Pricing Your Home Right / Value Theories and Pricing
The correct pricing method is a (CMA) comparison of your home to similar homes which have recently sold and which are currently on the market. If the market is rapidly changing the most valuable sales will be the most recent. Generally, a sale that is aged more than six months is too old to provide a realistic picture of what the current market is doing.
Comparable homes are chosen using a number of criteria:
After the comparable homes are selected, values are adjusted. This is done to make the homes as much like the subject as possible.
Pricing your property is a science and an art. When you price in line with recently sold data, you have clear information that shows what homes sell for. This is valuable because your home must appraise for at least what the buyer will borrow against it.
The art of pricing comes in analyzing your competition, assessing the buyer demand, current market conditions, available financing, and the lure of the new home market. Your sales professional compiles and analyzes all of this input in a competitive market analysis (CMA). The goal is finding the right balance between selling and getting the most money.
Value Theories and Pricing
The right list price is a key to the timely selling of your home. Overpricing discourages buyers from looking or making an offer. Your sales professional will prepare a market analysis to help you set the right list price.

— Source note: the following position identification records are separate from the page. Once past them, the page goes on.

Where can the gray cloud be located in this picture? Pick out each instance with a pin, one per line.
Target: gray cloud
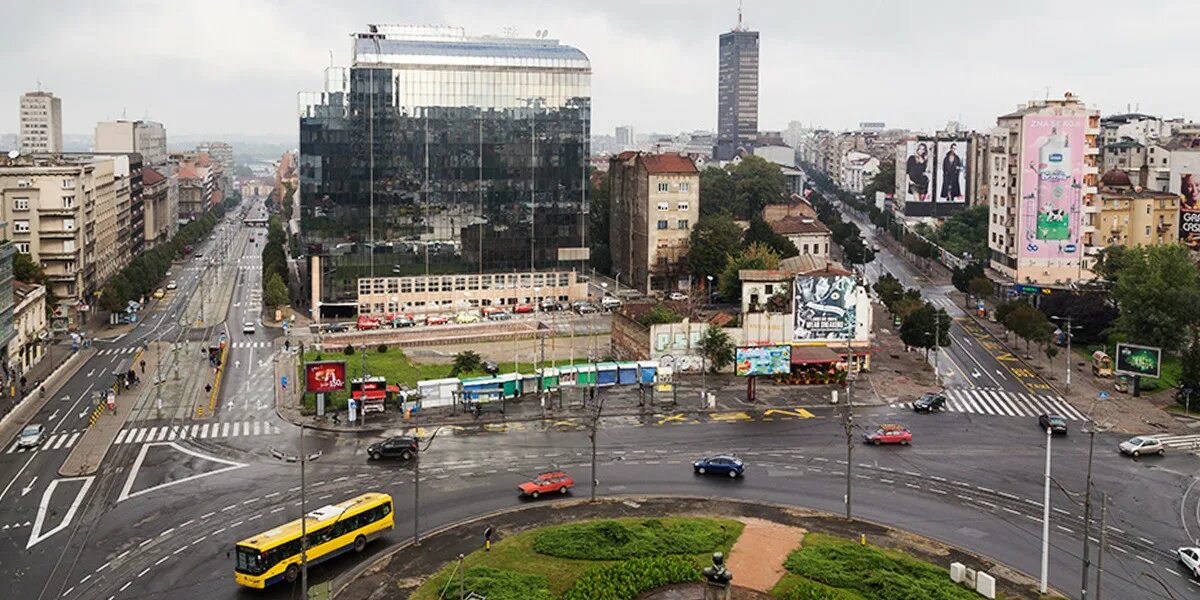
(235, 66)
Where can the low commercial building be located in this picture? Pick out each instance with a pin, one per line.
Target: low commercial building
(450, 293)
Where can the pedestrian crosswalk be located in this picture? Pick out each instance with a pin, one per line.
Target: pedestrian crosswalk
(1005, 403)
(55, 442)
(196, 431)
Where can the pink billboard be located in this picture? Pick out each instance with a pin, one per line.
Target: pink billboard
(1051, 186)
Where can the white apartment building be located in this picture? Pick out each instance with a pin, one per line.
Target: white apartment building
(41, 123)
(1038, 217)
(148, 138)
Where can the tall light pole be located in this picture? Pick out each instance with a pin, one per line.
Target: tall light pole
(303, 459)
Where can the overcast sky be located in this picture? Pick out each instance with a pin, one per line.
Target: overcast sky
(235, 66)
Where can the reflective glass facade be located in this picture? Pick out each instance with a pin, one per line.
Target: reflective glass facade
(479, 159)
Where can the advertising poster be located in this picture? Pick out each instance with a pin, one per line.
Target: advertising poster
(1051, 185)
(324, 377)
(918, 168)
(1139, 360)
(763, 360)
(952, 172)
(825, 307)
(1189, 209)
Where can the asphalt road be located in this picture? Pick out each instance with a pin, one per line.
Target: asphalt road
(160, 517)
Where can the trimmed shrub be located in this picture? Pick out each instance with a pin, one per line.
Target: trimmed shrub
(613, 540)
(628, 579)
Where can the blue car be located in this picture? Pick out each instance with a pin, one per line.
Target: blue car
(720, 465)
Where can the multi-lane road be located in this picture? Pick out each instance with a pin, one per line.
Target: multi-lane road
(174, 495)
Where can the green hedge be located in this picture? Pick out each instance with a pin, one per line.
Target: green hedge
(502, 585)
(873, 573)
(613, 540)
(628, 579)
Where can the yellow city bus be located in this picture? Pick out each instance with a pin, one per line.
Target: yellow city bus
(274, 556)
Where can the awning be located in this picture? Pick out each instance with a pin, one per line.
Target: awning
(814, 355)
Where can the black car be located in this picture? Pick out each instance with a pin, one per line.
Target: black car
(402, 447)
(929, 403)
(1054, 423)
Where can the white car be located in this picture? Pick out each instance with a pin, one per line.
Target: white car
(31, 436)
(1191, 558)
(1140, 445)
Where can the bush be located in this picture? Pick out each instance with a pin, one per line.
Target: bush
(628, 579)
(504, 585)
(612, 540)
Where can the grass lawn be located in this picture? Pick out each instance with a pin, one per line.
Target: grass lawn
(837, 569)
(516, 553)
(395, 366)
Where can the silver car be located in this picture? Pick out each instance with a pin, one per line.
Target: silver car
(31, 436)
(1140, 445)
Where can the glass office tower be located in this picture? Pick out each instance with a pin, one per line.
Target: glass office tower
(438, 153)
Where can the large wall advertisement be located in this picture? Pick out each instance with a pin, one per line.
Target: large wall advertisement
(1051, 186)
(825, 307)
(1189, 209)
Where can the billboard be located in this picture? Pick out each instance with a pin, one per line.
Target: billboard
(825, 307)
(1051, 184)
(324, 377)
(763, 360)
(918, 172)
(1189, 209)
(952, 172)
(1139, 360)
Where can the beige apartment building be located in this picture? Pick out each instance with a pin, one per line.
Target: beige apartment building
(64, 211)
(655, 202)
(1044, 165)
(41, 123)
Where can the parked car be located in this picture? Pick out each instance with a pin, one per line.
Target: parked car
(1191, 558)
(720, 465)
(929, 403)
(401, 447)
(888, 435)
(31, 436)
(547, 483)
(1054, 423)
(1140, 445)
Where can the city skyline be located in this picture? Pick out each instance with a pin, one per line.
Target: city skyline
(873, 52)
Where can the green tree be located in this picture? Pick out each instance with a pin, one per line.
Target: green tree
(713, 240)
(717, 347)
(276, 293)
(715, 191)
(466, 361)
(761, 233)
(1157, 291)
(755, 256)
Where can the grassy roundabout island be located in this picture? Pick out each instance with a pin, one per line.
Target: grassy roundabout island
(624, 558)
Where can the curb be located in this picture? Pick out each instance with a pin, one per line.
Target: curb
(346, 580)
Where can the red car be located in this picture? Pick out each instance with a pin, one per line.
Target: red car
(547, 483)
(888, 435)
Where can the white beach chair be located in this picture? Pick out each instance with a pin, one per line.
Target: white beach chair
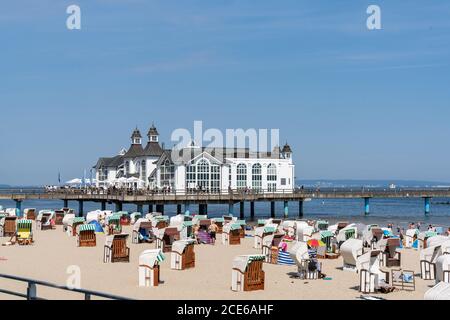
(370, 275)
(149, 269)
(182, 255)
(299, 253)
(350, 250)
(247, 273)
(410, 237)
(440, 291)
(443, 268)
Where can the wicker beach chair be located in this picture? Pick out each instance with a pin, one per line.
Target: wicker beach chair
(115, 249)
(114, 224)
(24, 233)
(30, 213)
(390, 254)
(86, 236)
(182, 255)
(77, 221)
(7, 226)
(247, 273)
(149, 270)
(59, 216)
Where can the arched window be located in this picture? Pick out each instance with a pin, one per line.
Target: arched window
(143, 170)
(203, 174)
(272, 177)
(167, 174)
(256, 177)
(241, 176)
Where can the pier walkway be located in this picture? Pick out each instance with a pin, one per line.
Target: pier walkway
(232, 197)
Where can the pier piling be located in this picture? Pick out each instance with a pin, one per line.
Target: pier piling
(427, 205)
(300, 209)
(272, 209)
(18, 207)
(160, 208)
(252, 210)
(80, 208)
(286, 209)
(231, 208)
(366, 206)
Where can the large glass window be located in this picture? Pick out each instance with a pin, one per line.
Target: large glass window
(143, 170)
(241, 176)
(167, 174)
(203, 176)
(272, 177)
(256, 177)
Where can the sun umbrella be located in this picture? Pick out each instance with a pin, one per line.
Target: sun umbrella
(314, 243)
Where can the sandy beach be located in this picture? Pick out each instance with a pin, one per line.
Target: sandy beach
(54, 251)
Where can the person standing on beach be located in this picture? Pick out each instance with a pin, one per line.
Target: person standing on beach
(213, 229)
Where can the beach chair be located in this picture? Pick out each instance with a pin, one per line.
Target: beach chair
(390, 252)
(262, 232)
(149, 270)
(247, 273)
(306, 268)
(115, 249)
(403, 279)
(8, 226)
(142, 231)
(182, 255)
(443, 268)
(73, 225)
(166, 237)
(371, 278)
(30, 213)
(232, 234)
(86, 236)
(428, 258)
(219, 222)
(410, 237)
(44, 220)
(440, 291)
(423, 237)
(350, 250)
(275, 247)
(67, 222)
(114, 224)
(321, 225)
(59, 217)
(24, 233)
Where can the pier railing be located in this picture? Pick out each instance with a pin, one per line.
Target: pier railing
(32, 284)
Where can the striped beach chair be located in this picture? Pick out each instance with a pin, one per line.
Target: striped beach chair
(24, 233)
(86, 236)
(149, 271)
(114, 225)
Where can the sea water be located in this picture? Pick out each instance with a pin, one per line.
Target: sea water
(382, 211)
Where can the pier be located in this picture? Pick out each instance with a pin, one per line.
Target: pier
(185, 201)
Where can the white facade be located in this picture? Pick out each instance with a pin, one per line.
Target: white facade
(153, 168)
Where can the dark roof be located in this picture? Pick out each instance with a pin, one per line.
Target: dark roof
(287, 148)
(152, 131)
(153, 149)
(109, 162)
(135, 150)
(136, 134)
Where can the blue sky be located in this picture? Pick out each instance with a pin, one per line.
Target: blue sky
(352, 103)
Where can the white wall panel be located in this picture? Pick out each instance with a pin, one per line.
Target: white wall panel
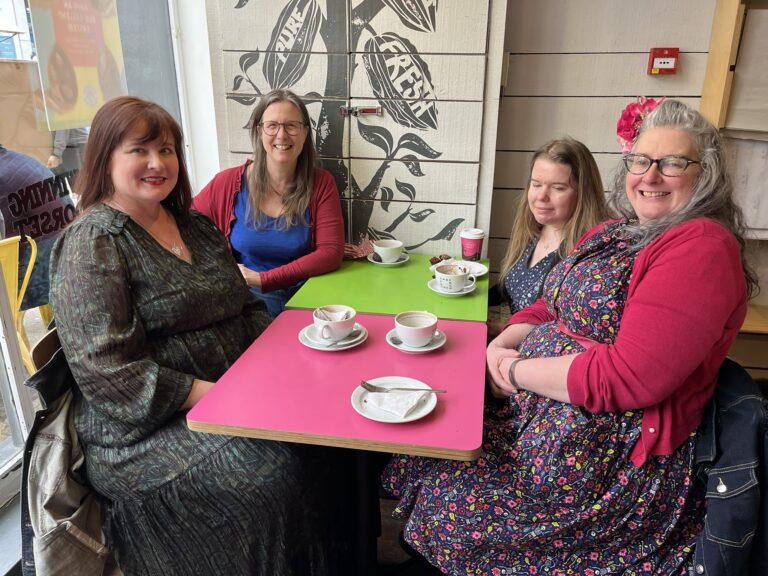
(748, 160)
(603, 74)
(536, 120)
(504, 210)
(547, 26)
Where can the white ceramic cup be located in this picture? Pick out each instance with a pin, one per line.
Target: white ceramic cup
(388, 250)
(334, 322)
(415, 328)
(453, 278)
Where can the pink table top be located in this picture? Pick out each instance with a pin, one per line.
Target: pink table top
(282, 390)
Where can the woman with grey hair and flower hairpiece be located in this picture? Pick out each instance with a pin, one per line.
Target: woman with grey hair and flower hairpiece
(280, 211)
(589, 465)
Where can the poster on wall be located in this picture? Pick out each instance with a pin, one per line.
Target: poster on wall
(80, 59)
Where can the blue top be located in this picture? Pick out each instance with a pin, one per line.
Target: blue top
(267, 246)
(522, 285)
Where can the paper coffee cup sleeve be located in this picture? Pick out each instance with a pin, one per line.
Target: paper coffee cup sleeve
(398, 402)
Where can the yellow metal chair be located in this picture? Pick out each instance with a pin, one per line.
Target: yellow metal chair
(9, 259)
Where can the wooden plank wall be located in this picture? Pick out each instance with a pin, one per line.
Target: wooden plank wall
(572, 67)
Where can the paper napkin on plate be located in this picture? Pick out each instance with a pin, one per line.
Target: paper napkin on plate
(398, 402)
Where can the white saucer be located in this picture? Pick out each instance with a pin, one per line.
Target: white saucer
(467, 290)
(359, 400)
(309, 337)
(401, 260)
(477, 269)
(438, 340)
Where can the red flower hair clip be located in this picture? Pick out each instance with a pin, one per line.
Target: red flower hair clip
(632, 118)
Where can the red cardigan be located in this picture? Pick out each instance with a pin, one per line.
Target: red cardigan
(686, 302)
(217, 201)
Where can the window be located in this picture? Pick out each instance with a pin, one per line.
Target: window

Two general theories affect pricing. The first, the Pyramid of Value, says that the number of buyers willing to purchase your property is indirectly related to the price. In other words, the lower the price, the more buyers will be willing to buy. The second is the Time Theory of Value. This says the length of time it takes to sell is directly related to the price. Thus the higher the price, the longer it will take to find a buyer. Your sales professional will be mindful of these rules in relation to your timetable and goals.
An appraisal sets value based on an expert's opinion. The appraiser considers recent sales of properties that are similar to yours. A market analysis will differ from an appraisal. In addition to recent sold properties, it will compare your home to active properties you will be competing against.
While the ultimate goal is to net as much as possible, the price should be in line with active comparable properties and recently sold properties. Ideally your price should be more attractive to a prospective buyer than the competition. Since a buyer will need an appraisal to secure a loan, the property must appraise for the sales price. The lender will not lend if there is a risk that the true value of the property is less than the loan against it.